Kersh’s sense of London as a mythic and elemental space also seems to me to be present in a climactic chase on a South Bank building site. Jean Cocteau wrote that London was ‘the town with healthy red cheeks and a heart of black coal’ and towards the end of Night and the City it seems like Harry Fabian has stumbled right into that black coal heart. He’s actually stumbling through the site of the upcoming Festival of Britain, so what is emerging is the first shoots of the landscape of concert halls and walkways that now defines that part of London. But on film, the stark landscape of rubble, towers and exposed walls feels like a place where the city itself is dying, or perhaps being reborn.
Of course, to see affinities between these films is something that make more sense to us that it did to the people who made them. The term film noir was coined in 1946, but did not became part of critical discourse till the mid fifties and then mostly just in France. So it seems like few people thought of the films in those terms when they were being made – the people who were making them least of all. Dassin has said that he had no idea what film noir was when he made Night and the City. So I guess there is some question as to whether these films were a response to a set of American genre conventions, or whether they were influenced by the same mix of French poetic realism and German expressionism that fed American noir. Certainly Grahame Greene, during those mornings in the dark he spent as film-critic for The Spectator, expressed admiration for both Marcel Carné and Fritz Lang, both of whom probably exerted an influence over the style and milieu of Greene’s fiction and American noir. But at the same time, Brighton Rock was called Young Scarface in America, and Night and the City was recut in America (the American ending is actually better, and bleaker) and given a new score by Franz Waxmanm who scored Dark Passage, Sorry, Wrong Number and Sunset Blvd. which suggests that, if only commercially, the films were seen as having a place among those American films which were, at the time, probably called something like crime melodramas.

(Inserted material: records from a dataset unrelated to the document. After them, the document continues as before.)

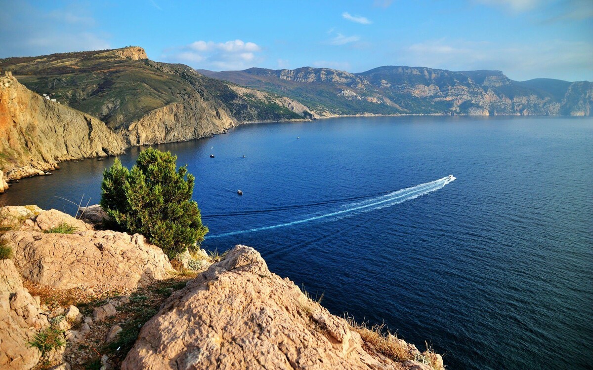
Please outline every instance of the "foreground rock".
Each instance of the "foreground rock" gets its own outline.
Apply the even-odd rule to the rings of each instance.
[[[12,247],[23,276],[42,285],[135,288],[167,278],[173,270],[162,250],[138,234],[95,231],[69,215],[35,206],[3,207],[0,215],[20,223],[1,237]],[[76,231],[47,233],[63,224]]]
[[[122,368],[426,368],[372,356],[364,345],[345,320],[237,246],[165,302]]]
[[[12,261],[0,260],[0,369],[30,369],[41,353],[28,343],[49,325],[39,301],[23,288]]]

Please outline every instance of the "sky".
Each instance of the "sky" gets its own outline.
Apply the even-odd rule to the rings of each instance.
[[[593,0],[0,0],[0,58],[141,46],[196,69],[384,65],[593,81]]]

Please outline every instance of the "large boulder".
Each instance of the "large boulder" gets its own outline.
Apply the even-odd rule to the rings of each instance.
[[[12,261],[0,260],[0,369],[34,366],[41,353],[28,343],[49,324],[39,300],[23,288]]]
[[[171,295],[142,327],[122,365],[123,370],[409,368],[369,355],[346,320],[272,274],[257,252],[243,246]]]
[[[162,250],[142,235],[95,231],[59,211],[33,207],[0,208],[0,214],[20,223],[0,237],[11,244],[17,269],[31,281],[62,289],[135,288],[168,278],[173,269]],[[47,233],[62,223],[76,231]]]

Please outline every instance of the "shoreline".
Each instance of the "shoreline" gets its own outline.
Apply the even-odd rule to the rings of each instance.
[[[162,143],[153,143],[151,144],[143,144],[142,145],[130,145],[129,146],[126,147],[124,149],[123,153],[120,153],[119,155],[107,155],[105,156],[98,157],[82,157],[79,158],[68,158],[68,159],[58,159],[55,160],[53,163],[32,163],[30,165],[22,166],[20,167],[15,167],[11,169],[8,172],[4,172],[5,170],[0,169],[0,188],[2,187],[3,184],[2,181],[4,181],[4,184],[5,184],[8,188],[4,189],[4,192],[8,191],[9,190],[9,186],[11,186],[11,184],[14,183],[21,179],[29,178],[32,177],[36,177],[38,176],[44,176],[47,175],[46,172],[50,170],[58,170],[60,169],[60,167],[58,165],[59,163],[63,162],[74,162],[78,160],[84,160],[86,159],[96,159],[97,160],[103,160],[103,159],[109,157],[117,157],[119,155],[125,155],[127,149],[135,147],[141,147],[141,146],[147,146],[151,145],[160,145],[161,144],[170,144],[173,143],[185,143],[187,141],[191,141],[193,140],[200,140],[203,139],[209,139],[214,137],[215,135],[222,135],[224,134],[227,134],[229,132],[229,130],[238,127],[239,126],[243,126],[246,125],[253,124],[261,124],[261,123],[296,123],[296,122],[314,122],[318,120],[327,120],[331,118],[364,118],[364,117],[586,117],[586,116],[565,116],[565,115],[521,115],[518,114],[505,114],[505,115],[470,115],[470,114],[455,114],[451,115],[450,114],[445,114],[443,113],[432,113],[432,114],[423,114],[423,113],[416,113],[416,114],[374,114],[374,113],[365,113],[362,114],[344,114],[344,115],[329,115],[329,116],[321,116],[315,117],[313,119],[307,119],[307,118],[295,118],[292,120],[269,120],[263,121],[249,121],[246,122],[238,123],[237,124],[229,127],[227,129],[223,130],[222,132],[219,133],[209,133],[208,134],[205,134],[203,136],[199,137],[195,137],[192,139],[189,139],[187,140],[179,140],[171,141],[164,141]],[[43,174],[42,173],[43,172]],[[9,175],[9,173],[12,173],[11,175]],[[0,191],[0,194],[2,194],[3,191]]]

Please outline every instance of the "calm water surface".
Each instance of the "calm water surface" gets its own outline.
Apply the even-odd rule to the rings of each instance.
[[[256,247],[333,313],[451,369],[591,368],[593,119],[336,118],[158,147],[196,175],[205,247]],[[0,205],[71,213],[58,197],[97,202],[111,163],[62,163]]]

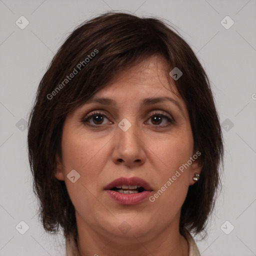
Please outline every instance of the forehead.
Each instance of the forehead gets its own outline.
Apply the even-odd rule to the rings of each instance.
[[[168,75],[166,63],[154,56],[118,72],[96,95],[108,96],[118,92],[131,97],[134,94],[144,97],[158,94],[159,96],[160,94],[178,98],[176,95],[178,94],[176,86]]]

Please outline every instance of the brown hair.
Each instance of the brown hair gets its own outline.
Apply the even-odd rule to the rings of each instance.
[[[169,72],[178,67],[182,72],[174,83],[188,110],[194,150],[202,152],[200,179],[188,188],[180,232],[184,234],[186,229],[198,234],[204,229],[220,184],[223,159],[221,128],[207,76],[190,46],[162,20],[110,12],[86,22],[69,36],[40,81],[30,112],[29,160],[46,230],[56,232],[60,226],[65,236],[77,234],[74,206],[64,182],[54,175],[56,154],[62,160],[68,113],[121,69],[154,55],[162,57]]]

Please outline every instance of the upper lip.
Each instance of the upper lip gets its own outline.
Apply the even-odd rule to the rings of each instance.
[[[138,177],[132,177],[126,178],[126,177],[120,177],[114,180],[107,185],[104,189],[105,190],[109,190],[113,188],[116,186],[122,185],[127,186],[138,186],[142,187],[144,190],[152,191],[152,188],[150,185],[146,180]]]

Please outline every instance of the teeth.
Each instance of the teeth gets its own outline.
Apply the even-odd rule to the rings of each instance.
[[[121,193],[122,194],[134,194],[136,193],[138,193],[138,191],[137,190],[116,190],[116,192],[118,192],[119,193]]]
[[[136,190],[137,188],[138,188],[137,185],[134,185],[133,186],[129,185],[129,190]]]
[[[136,190],[138,188],[139,188],[137,185],[119,185],[118,186],[116,186],[116,188],[122,188],[123,190]]]

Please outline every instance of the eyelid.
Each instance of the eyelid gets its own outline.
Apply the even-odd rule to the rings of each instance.
[[[104,116],[105,116],[108,118],[108,119],[110,119],[108,117],[108,114],[107,114],[105,111],[102,110],[96,110],[92,112],[91,112],[89,113],[88,114],[87,114],[85,116],[82,117],[80,118],[80,122],[82,122],[82,124],[87,124],[89,126],[92,126],[92,127],[102,127],[104,126],[99,124],[99,125],[96,125],[96,124],[92,124],[88,122],[88,120],[90,120],[92,116],[95,116],[96,114],[98,115],[102,115]],[[165,112],[164,112],[162,110],[153,110],[153,112],[150,112],[149,114],[147,114],[147,116],[150,118],[154,116],[160,116],[164,118],[166,118],[168,120],[168,124],[165,124],[165,125],[160,125],[160,124],[150,124],[152,126],[155,126],[156,128],[165,128],[170,125],[174,125],[176,124],[176,122],[174,120],[174,119],[172,118],[172,116],[170,114],[168,113],[166,114]],[[148,118],[147,119],[147,120],[148,120]]]

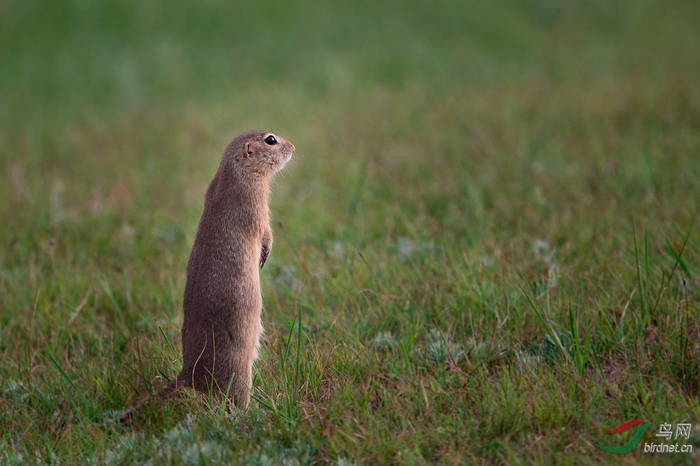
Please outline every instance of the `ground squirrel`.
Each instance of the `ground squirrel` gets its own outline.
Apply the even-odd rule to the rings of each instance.
[[[187,265],[183,368],[168,393],[229,390],[230,401],[248,405],[262,332],[260,269],[272,246],[268,178],[293,152],[264,131],[241,134],[224,150]]]

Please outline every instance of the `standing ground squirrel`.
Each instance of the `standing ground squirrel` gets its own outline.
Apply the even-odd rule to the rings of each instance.
[[[293,152],[291,143],[263,131],[241,134],[224,150],[187,265],[183,368],[169,393],[229,390],[236,405],[250,402],[262,333],[260,269],[272,247],[268,178]]]

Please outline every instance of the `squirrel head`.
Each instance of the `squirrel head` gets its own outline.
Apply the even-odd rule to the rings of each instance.
[[[251,131],[236,137],[226,148],[236,171],[245,176],[269,178],[292,158],[294,145],[269,131]]]

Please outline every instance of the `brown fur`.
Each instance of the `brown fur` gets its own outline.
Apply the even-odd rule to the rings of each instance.
[[[265,142],[270,136],[276,144]],[[224,151],[187,265],[183,368],[168,393],[220,394],[230,384],[229,400],[248,405],[262,333],[259,270],[272,247],[268,178],[293,152],[291,143],[262,131],[241,134]]]

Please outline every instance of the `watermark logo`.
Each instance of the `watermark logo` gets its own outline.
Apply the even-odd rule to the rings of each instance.
[[[650,427],[652,426],[652,423],[645,423],[643,421],[639,419],[635,419],[634,421],[628,421],[626,423],[622,423],[619,426],[614,429],[609,429],[605,430],[608,434],[619,434],[621,432],[624,432],[629,430],[636,425],[639,425],[642,424],[642,426],[639,428],[634,436],[624,445],[620,445],[620,446],[604,446],[603,445],[598,445],[598,444],[593,444],[601,450],[605,450],[608,453],[629,453],[639,444],[642,439],[642,437],[644,435],[644,432],[647,431]],[[661,437],[666,439],[667,442],[671,442],[671,437],[673,437],[674,439],[678,439],[680,438],[681,439],[685,439],[687,440],[690,438],[690,430],[692,428],[691,424],[676,424],[676,436],[673,437],[673,426],[668,423],[664,423],[659,426],[659,432],[656,435],[656,437]],[[670,444],[659,443],[659,444],[644,444],[644,453],[691,453],[693,451],[693,446],[690,444],[682,444],[678,445],[678,443],[671,445]]]

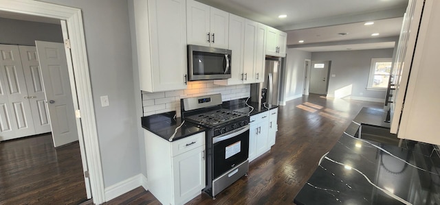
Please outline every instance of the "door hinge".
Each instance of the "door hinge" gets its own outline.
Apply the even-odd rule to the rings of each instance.
[[[75,110],[75,117],[81,118],[81,112],[80,110]]]
[[[64,40],[64,46],[66,49],[70,49],[70,39]]]

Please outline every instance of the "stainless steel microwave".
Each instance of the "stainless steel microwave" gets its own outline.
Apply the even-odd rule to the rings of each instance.
[[[188,80],[230,78],[232,53],[228,49],[188,45]]]

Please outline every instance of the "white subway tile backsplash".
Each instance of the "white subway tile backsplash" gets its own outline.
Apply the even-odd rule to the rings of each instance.
[[[223,86],[214,84],[212,80],[195,81],[189,82],[183,91],[142,92],[144,116],[175,110],[179,117],[180,99],[217,93],[221,94],[223,101],[248,97],[250,84]]]
[[[144,99],[143,101],[144,106],[154,106],[154,99]]]
[[[143,93],[142,94],[144,99],[154,99],[156,98],[165,97],[164,92],[160,93]]]
[[[164,104],[167,103],[170,103],[175,101],[175,97],[170,97],[166,98],[157,98],[154,99],[154,104],[156,105],[158,104]]]
[[[163,110],[163,109],[165,109],[165,108],[166,108],[165,104],[154,105],[154,106],[144,106],[144,112],[156,111],[156,110]]]
[[[184,91],[166,91],[165,92],[165,97],[180,96],[184,94]]]

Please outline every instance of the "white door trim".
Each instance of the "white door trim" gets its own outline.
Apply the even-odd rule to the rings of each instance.
[[[309,62],[309,64],[307,64]],[[305,59],[304,60],[304,85],[302,90],[302,95],[309,95],[309,88],[310,86],[310,64],[311,64],[311,60]]]
[[[67,23],[73,72],[75,73],[75,81],[71,82],[71,86],[75,86],[78,93],[78,106],[81,108],[81,132],[85,145],[85,150],[81,150],[81,152],[87,154],[94,203],[104,203],[104,180],[81,10],[32,0],[0,0],[0,10],[65,20]]]

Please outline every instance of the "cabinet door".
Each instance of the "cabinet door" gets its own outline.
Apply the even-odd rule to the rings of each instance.
[[[266,117],[258,123],[258,135],[256,137],[256,157],[266,152],[270,148],[267,145],[267,134],[269,132],[269,122]]]
[[[269,147],[275,145],[275,138],[278,131],[278,108],[269,110]]]
[[[173,158],[175,204],[183,204],[201,193],[205,188],[205,169],[204,146]]]
[[[26,82],[16,45],[0,45],[0,141],[34,134]]]
[[[258,135],[258,123],[250,124],[249,130],[249,161],[252,162],[256,158],[256,138]]]
[[[285,57],[286,56],[286,47],[287,47],[287,34],[278,31],[277,40],[277,46],[278,49],[278,56],[279,57]]]
[[[186,1],[188,44],[210,46],[210,9],[209,5],[194,0]]]
[[[258,23],[256,31],[256,56],[255,57],[255,82],[263,82],[266,56],[266,37],[267,26]]]
[[[256,62],[257,31],[258,23],[246,19],[243,56],[244,83],[254,83],[256,78],[254,70]]]
[[[228,49],[229,13],[210,8],[211,47]]]
[[[185,0],[148,1],[153,91],[186,88],[186,14]]]
[[[266,40],[266,54],[276,56],[277,55],[277,38],[278,30],[270,27],[267,27],[267,38]]]

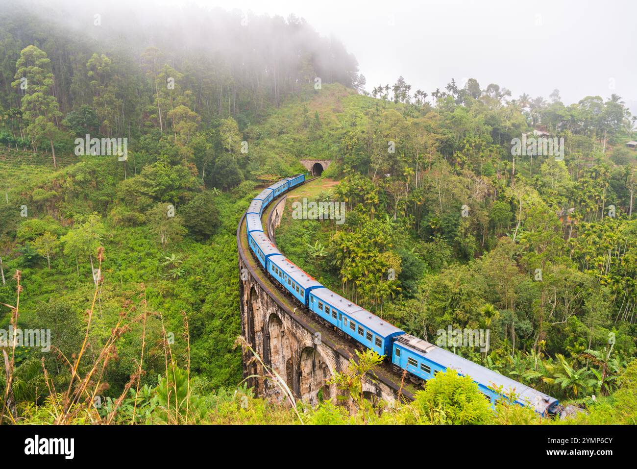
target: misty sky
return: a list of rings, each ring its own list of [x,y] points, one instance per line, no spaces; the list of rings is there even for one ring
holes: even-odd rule
[[[171,2],[178,4],[178,1]],[[369,90],[402,75],[431,94],[454,77],[565,104],[622,96],[637,113],[637,2],[199,0],[201,5],[303,17],[358,59]],[[249,20],[249,15],[248,16]],[[612,88],[613,86],[615,88]]]

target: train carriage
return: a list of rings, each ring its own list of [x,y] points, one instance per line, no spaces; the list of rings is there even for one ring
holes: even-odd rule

But for me there’s something magical that happens because of the Britishness of these films, they go to places that even the best American noirs, the classics every one talks about, rarely touch: of the three films I’ve written about here, only Out of the Past, Scarlet Street and possibly Laura linger in my mind in anything like the same way. Something happens when the secondary characters, so often reduced in the American films to a faceless parade of men who call each other Mac, Bud, or Mister, are instead lumpy-faced character actors calling each other things like Narcy (short for Narcissus), Mike Beer and Anna O’Leary. Watching these people can be as funny and sad as studying faces in an old London pub. And the desperation, paranoia and lust that runs through all noir is still there – but set loose in a world that is as old, dark, dangerous and cold as the Thames.
“In American noir, gin goes into martinis; in British noir, it goes into landladies.”
I love this.
Funny I was going to say the sane thing Veal.
I think at one point, I thought about using Gibsons, as a more knowing sounding cocktail choice. But I got lucky because it was only after I’d written it down how the words ‘martinis’ and ‘landladies’ kind of have the same rhythm.
“An extra dry landlady, Bud. And one for my companion.” You’re right!